Cosmo dos Santos conta que, com sede, bebeu água da fonte da praça da Sé e passou três dias no hospital, com diarreia.
Segundo o médico nefrologista (especialista em rins) do Hospital das Clínicas Rodrigo Bueno, a água contaminada, além de aumentar a desidratação, pode transmitir doenças graves, como a hepatite A.
A falta de água no organismo pode causar pedras nos rins e o comprometimento dos órgãos.

Álcool
Substituir a água por bebidas alcoólicas é comum, segundo o ex-morador de rua Tião Nicomedes, 41. Várias custam barato e podem ser divididas.
O problema, diz Bueno, é que o álcool engana, pois, em vez de hidratar, resseca ainda mais as células do organismo.
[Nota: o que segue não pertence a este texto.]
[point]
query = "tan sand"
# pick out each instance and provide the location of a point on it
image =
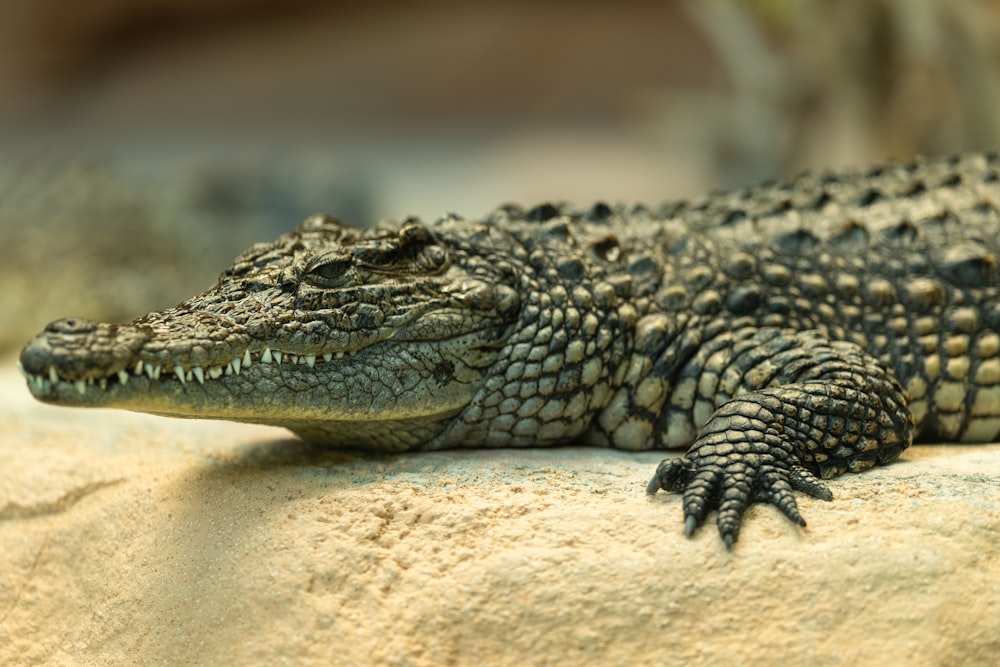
(128, 539)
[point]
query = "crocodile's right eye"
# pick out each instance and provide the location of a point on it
(330, 273)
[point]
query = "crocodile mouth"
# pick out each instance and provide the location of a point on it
(50, 383)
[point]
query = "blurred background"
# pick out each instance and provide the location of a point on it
(145, 143)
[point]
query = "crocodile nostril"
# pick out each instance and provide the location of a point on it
(71, 325)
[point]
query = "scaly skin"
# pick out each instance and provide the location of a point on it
(783, 333)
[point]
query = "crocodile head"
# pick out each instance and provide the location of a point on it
(375, 339)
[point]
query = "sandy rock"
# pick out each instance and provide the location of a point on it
(128, 539)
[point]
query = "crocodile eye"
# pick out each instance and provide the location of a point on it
(330, 273)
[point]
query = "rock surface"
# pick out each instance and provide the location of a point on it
(128, 539)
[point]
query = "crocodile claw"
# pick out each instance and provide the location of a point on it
(730, 484)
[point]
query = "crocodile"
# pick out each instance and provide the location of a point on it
(783, 333)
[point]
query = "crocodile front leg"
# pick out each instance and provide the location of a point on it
(804, 408)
À noite a situação dos sem-teto é mais crítica, já que locais onde eles geralmente conseguem água, como o banheiro da estação Sé, estão fechados.
A solução é guardar água em garrafas catadas durante o dia ou esperar pela distribuição por entidades filantrópicas, que não ocorre em dias fixos.
O mais comum, no entanto, é improvisar. Coco, abacaxi e melancia, recolhidos no chão e nos lixos do Mercado Municipal, servem para matar a sede.
A opção de pedir em bares é descartada, porque os donos costumam recusar. Vânia Machado, 44, dona de um estabelecimento na Sé, é exceção. Apelidada de "mãe", ela diz não negar água a ninguém.